Pendant que son mari m’immobilise, Sefana m’oblige à avaler une dizaine de cuillères de blanquette.

J’étouffe. Je pleure. Je meurs.

Pour m’empêcher de vomir, Charandon plaque ses doigts sales sur ma bouche.

— T’as compris, petite pute ? éructe-t-il. Si tu refais ça, c’est ta gueule que je pose sur le feu !

Il pue l’alcool, ses yeux sont exorbités, injectés de sang.

— Excuse-toi ! me somme Sefana. Excuse-toi tout de suite !

Charandon enlève sa main, je tremble de tout mon corps.

— Allez, excuse-toi ! répète sa femme.

— Pardon ! Pardon ! Pardon…

7

Maman s’asseyait près de moi, prenait ma main dans la sienne et me demandait de fermer les yeux.

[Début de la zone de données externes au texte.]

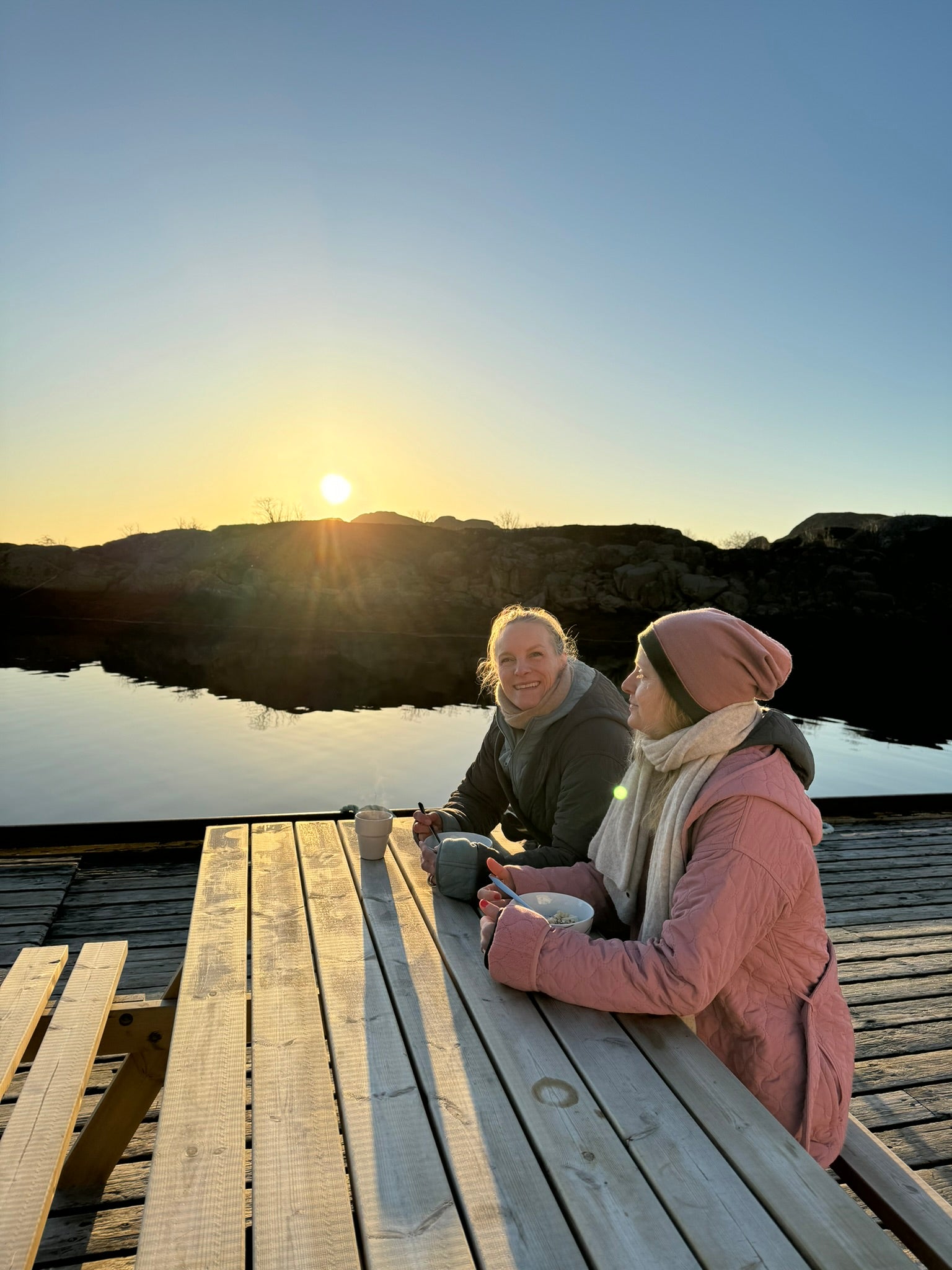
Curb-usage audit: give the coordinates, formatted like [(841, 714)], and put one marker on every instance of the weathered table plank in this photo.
[(23, 996), (300, 1202), (196, 1198), (508, 1204), (403, 1198)]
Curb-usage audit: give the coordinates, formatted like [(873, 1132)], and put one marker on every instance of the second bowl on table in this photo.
[(478, 838), (564, 912)]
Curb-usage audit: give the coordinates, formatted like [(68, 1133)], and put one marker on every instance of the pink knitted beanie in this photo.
[(708, 659)]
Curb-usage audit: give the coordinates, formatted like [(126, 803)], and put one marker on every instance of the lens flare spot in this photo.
[(335, 489)]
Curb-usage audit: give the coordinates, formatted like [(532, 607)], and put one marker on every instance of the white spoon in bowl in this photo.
[(511, 893)]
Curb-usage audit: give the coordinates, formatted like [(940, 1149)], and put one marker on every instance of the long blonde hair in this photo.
[(563, 642)]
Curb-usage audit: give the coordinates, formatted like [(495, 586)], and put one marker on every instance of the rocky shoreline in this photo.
[(414, 578)]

Alors, sa voix chaude me guidait tendrement jusqu’au pays des songes.

Ô pluie, pluie, pluie, Ô enfants de paysans, Ô monsieur Bouzekri, Cuisez mon pain assez tôt Pour que mes enfants dînent.

À cette époque-là, je ne m’appelais pas encore Tama.

J’ignorais tout du monde.

Je dessine papa Je dessine maman Avec toutes les couleurs Avec toutes les couleurs.
Je dessine un drapeau En haut de la falaise Je suis une artiste Je suis une artiste.

À cette époque-là, je m’endormais en souriant.

Sans doute parce que j’ignorais tout du monde.

8

Deuxième nuit près d’elle.

Près de cette jeune femme qui luttait pour rester en vie. De temps en temps, elle ouvrait les yeux quelques secondes et son regard, empli de terreur, croisait le sien. Puis ses paupières retombaient et elle s’engouffrait dans un nouveau tunnel.

Un cri, parfois. Quelques gémissements. Des mots, prononcés à voix basse et qui ne voulaient pas dire grand-chose.

Elle délirait.

Gabriel pouvait passer des heures à la contempler mais ne faisait rien pour la sauver. Car il n’oubliait pas que cette fille devait mourir.

D’ailleurs, il avait commencé à creuser sa tombe, un peu plus haut dans la forêt. Un endroit parfait pour les siècles à venir.

Il aurait pu précipiter les choses, lui coller un oreiller sur le visage ou serrer ses mains autour de son cou fragile.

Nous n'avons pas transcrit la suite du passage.